Responses of two provenances of Fagus sylvatica seedlings to a combination of four temperature and two CO2 treatments during their first growing season:: gas exchange of leaves and roots

Physiological responses of two provenances of European beech (Fagus sylvatica) were studied in seedlings grown at two [CO2] in combination with four temperature treatments. For the local Danish provenance, the average effect of elevated [CO2] during growth was to increase light-saturated net photosynthesis (A(n)) and instantaneous water-use efficiency or transpiration efficiency (ITE). These increases were strongly related to the temperature treatment. Stomatal conductance (g(s)) was reduced in seedlings in high [CO2] but there was no statistically significant effect of temperature treatment. Stomatal conductance was 13-26%, lower at elevated [CO2] and ITE was 89-156% higher, depending on growth temperature. The effects of [CO2] on A(n) were considerably larger than those shown for many other woody species, but similar to those in other studies on European beech. The absolute value of A(n) for a Romanian provenance of beech was 5-18% lower than in the Danish provenance at low [CO2] and 14-26% lower at high [CO2]. There was no statistically significant interaction between the provenances and [CO2], or between provenance and temperature.
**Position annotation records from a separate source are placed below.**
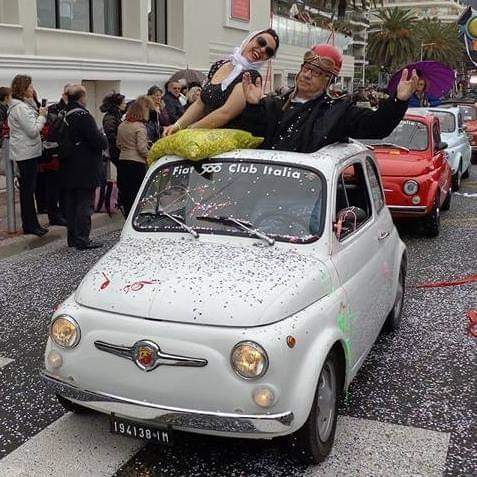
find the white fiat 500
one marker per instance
(241, 300)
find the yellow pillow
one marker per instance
(198, 144)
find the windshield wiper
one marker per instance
(390, 144)
(175, 218)
(243, 224)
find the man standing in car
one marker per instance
(307, 118)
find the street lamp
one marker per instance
(423, 45)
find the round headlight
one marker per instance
(65, 332)
(249, 360)
(410, 187)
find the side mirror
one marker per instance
(441, 146)
(348, 220)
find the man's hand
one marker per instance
(406, 87)
(252, 92)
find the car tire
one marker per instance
(456, 178)
(432, 222)
(313, 442)
(447, 201)
(393, 320)
(72, 406)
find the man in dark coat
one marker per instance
(171, 99)
(80, 168)
(308, 119)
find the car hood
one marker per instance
(191, 281)
(401, 164)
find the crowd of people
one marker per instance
(62, 147)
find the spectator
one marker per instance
(5, 97)
(80, 169)
(132, 140)
(193, 95)
(113, 107)
(49, 168)
(25, 123)
(158, 116)
(172, 100)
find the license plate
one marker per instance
(140, 431)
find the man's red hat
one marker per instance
(326, 57)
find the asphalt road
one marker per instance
(410, 410)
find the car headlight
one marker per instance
(410, 187)
(249, 360)
(65, 332)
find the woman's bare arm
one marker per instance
(233, 107)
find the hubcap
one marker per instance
(326, 401)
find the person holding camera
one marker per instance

A model of the response of A(n) to [CO2] at different temperatures gave predictions close to the measured results, except at the lowest temperature treatment where the model overpredicted the effect of elevated [CO2]. This and measurements of A(n) made at a common, low [CO2] indicated a down-regulation of photosynthesis in the lowest temperature treatment at high [CO2]. Root plus soil respiration on a whole-tree basis (R-tr) was increased by elevated [CO2] at all but the lowest temperature, but no effect was seen of [CO2] on root respiration per unit root d. wt. Mean R-tr on any given date was significantly correlated with A(n), except at the lon est temperature treatment. It is hypothesized that low temperature limited the ability of the roots to use photosynthates resulting in a feedback inhibition of A(n) when elevated [CO2] was combined with low temperature.